U.S. Economic Outlook, August 2020: Healing
The outlook for the economy and the outlook for COVID-19 are fusing. As long as the virus is spreading, the recovery will be incomplete and uneven. Many sectors, like restaurants, airlines and sports leagues, will remain disrupted until the virus is in the past. Those parts of the economy that have reopened are functioning at the mercy of public health policy, disrupted value chains and consumers’ willingness to leave their homes.
But an uneven recovery is still a recovery. The second quarter brought us economic readings that broke records for the speed and severity of their declines, but that is in the past. Even a limited return to normal activity will bring high growth readings in the near term: quarter-over-quarter growth is poised to show significant improvement from a depressed base. However, a full recovery will take time.
Key Economic Indicators
Influences on the Forecast
- U.S. economic activity declined at an annualized rate of 32.9% in the second quarter, translating into a simple loss of 9.5% quarter-over-quarter. Though such a large reading is shocking, it was expected. In the midst of a global pandemic, most other developed markets reported losses of a similar (or larger) magnitude. The American economy is functioning at about 90% of its prior peak; recovering that last 10% of output will be slow going.
- Recovery from COVID-19 remains incomplete. Most regions that experienced the worst outbreaks earlier in 2020 have avoided resurgence, but the virus continues to spread elsewhere. The recent spate of infections, such as in Texas, California and Florida, appears to have peaked. A sustained recovery will require vigilance. Nearly all states have some business restrictions in force, typically focused on bars, restaurants, nightclubs and concert venues.
- The unemployment rate continued to decline from its peak of 14.7% in April to 10.2% in July. Past cycle peaks were 10.8% in 1982 and 10.0% in 2009; while the July reading is high, it has at least returned to the range of past precedent. The recovery will continue at a slower rate from here: the boost from reopening has passed, and jobs lost in the most severely affected sectors will take the longest to return.
- After acting decisively to support the economy in March, Congress has failed to agree on a subsequent round of spending. Key economic supports like the $600 supplement to unemployment insurance payouts and a moratorium on evictions were allowed to expire at the end of July. Presidential executive orders to continue certain protections are not likely to be very effective; there remains a need for a more comprehensive legislative response.

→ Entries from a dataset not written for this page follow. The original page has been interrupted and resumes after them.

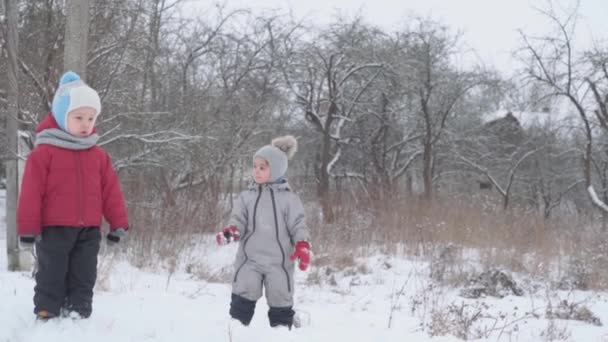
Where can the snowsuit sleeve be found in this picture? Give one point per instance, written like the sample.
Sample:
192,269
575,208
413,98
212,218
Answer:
114,209
296,220
238,216
33,186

- Since the crisis took hold, the saving rate has been elevated. Saving constituted 19.0% of disposable income in June after peaking at 33.5% in April. (The saving rate hovered around 7% before the pandemic hit.) Persistently elevated saving suggests consumers are braced for stressful conditions ahead.
- At its July meeting, the Federal Open Market Committee modified its routine statement to include the phrase: “the path of the economy will depend significantly on the course of the virus.” We regard this statement as self-evident, but its inclusion is significant as an indicator of how the Fed will gauge economic progress. The Fed has extended its temporary crisis response programs, such as its liquidity facilities for money market funds and short-term commercial paper, through the end of the year.
- Large-scale fiscal spending and monetary interventions stoked fear of inflation, but it has not yet materialized. Indicators like the consumer price index (CPI) and personal consumption expenditure (PCE) deflator each had at least one negative month-over-month reading in the second quarter. They remain low, with CPI growing 0.6% and the core PCE deflator growing 0.9% year-over-year in June.
- Low interest rates, limited housing supply and a movement toward working from home have buoyed the residential real estate market. The federal forbearance initiative should prevent a repeat of the correction and wave of foreclosures seen in the 2008-09 global financial crisis.